Reviewed by Ian Thomas Shaw
It's been a while since IRA thrillers have been in vogue, so I was curious to see what Irish-born Canadian author Luke Francis Beirne would do with his second novel, Blacklion. All in all, it's an intriguing story set around a fictional bombing in the 1970s near the Irish border town of Blacklion in County Cavan. However, Beirne taxes the reader's credulity by having his protagonist, a CIA agent, run a covert operation to deliver U.S. arms to the IRA for the sole purpose of thwarting Russian and Libyan influence on the movement. Yes, it is a stretch, but then most spy thrillers are.

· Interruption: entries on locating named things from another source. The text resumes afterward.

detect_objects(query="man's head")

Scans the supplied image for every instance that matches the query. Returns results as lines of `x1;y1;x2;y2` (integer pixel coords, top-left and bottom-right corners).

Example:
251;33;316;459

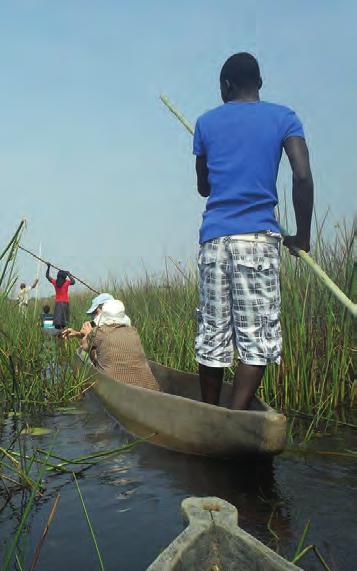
220;52;263;103
56;270;67;287
87;293;114;316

Beirne's protagonist, Raymond Daly, is a recently recruited CIA operative who has earned his spurs in Laos. The grandson of Irish immigrants, Raymond's ties to the Emerald Isle are tenuous, if not nonexistent. So his mission to undermine foreign influence on the IRA becomes a journey of discovery into his Irish roots, and a pretext for Beirne to educate his readers about the root causes of sectarian violence in Northern Ireland. Thankfully, Beirne keeps this to a digestible minimum and focuses more on the relationships between Raymond and his IRA contacts.

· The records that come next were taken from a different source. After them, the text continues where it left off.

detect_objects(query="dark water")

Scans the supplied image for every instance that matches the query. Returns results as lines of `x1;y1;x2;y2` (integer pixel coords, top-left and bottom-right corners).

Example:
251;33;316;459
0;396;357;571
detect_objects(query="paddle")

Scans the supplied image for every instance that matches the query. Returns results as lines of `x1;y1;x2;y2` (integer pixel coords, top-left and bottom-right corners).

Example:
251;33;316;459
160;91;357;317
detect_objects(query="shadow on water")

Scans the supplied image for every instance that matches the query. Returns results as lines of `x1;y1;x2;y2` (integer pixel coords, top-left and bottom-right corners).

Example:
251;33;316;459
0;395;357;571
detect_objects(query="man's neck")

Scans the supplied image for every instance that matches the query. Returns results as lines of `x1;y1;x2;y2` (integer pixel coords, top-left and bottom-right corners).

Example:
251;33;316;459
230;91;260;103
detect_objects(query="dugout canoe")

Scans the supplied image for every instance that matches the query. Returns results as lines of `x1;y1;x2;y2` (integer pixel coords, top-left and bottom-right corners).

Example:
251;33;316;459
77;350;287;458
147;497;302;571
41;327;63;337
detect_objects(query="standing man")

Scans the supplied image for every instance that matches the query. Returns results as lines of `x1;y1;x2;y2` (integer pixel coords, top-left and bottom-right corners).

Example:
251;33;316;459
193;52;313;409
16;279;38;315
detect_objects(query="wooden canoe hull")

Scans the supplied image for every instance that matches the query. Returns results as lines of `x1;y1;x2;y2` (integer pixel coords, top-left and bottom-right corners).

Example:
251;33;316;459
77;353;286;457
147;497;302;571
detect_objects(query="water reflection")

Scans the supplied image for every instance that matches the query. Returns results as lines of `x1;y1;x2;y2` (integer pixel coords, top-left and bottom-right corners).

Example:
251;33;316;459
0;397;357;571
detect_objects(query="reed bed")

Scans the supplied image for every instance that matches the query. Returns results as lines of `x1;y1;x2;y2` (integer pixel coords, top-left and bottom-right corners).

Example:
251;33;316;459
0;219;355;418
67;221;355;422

Raymond finds that gaining their trust is no easy matter. Most are Northern Catholics who have fled to the Republic to escape the violence inflicted on their communities by Protestant paramilitaries and British Army sympathizers. Violence breeds violence, and the young men and women Raymond meets are only too willing to commit atrocities of their own against their pro-British enemies and rival nationalist groups. Maintaining trust is paramount for survival with this crowd, and more than once, Raymond narrowly escapes execution by his suspicious contacts.

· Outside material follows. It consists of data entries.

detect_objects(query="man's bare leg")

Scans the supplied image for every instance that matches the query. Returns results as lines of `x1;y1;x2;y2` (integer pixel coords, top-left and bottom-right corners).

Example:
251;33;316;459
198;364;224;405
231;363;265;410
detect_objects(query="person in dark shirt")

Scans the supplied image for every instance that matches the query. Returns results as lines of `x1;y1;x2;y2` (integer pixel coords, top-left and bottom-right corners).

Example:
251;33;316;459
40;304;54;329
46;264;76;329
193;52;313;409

Against the highly political backdrop of the novel, a romance develops between Raymond and Aoife, the cousin of Gerry, one of Raymond's IRA contacts. At times, we wonder whether Raymond will get a bullet not for being uncovered as a spy but for his romance with Aoife. Raymond's cover story that he is merely a middleman, paid handsomely to ensure that a wealthy Irish sympathizer in Brooklyn gets free guns to the IRA, wears thin in the highly charged atmosphere of nationalist paranoia, and even Aoife, at times, has her doubts about him. As Raymond plunges deeper into the IRA labyrinth, he soon discovers that his new girlfriend is not just a pretty face, but a hardened foot soldier. And in the midst of it all, he begins to lose his own moral compass.
The strength of Beirne's writing lies less in plot development than in a fairly believable portrayal of basic human emotions: trust/distrust, love/hate, violence/the longing for a normal life. While not a page-turner, the novel does provide some well-measured suspense. There is no doubt that something is going to go terribly wrong, but we only find out what in the final chapters. In this, Beirne achieves a certain Hemingway quality for his protagonist and associates. All told, the novel is a fine effort in a genre where the bar has been set extremely high by Le Carré, Greene, Deighton and others. Beirne may not be in their league yet, but he seems well on his way.
Blacklion is published by Baraka Books.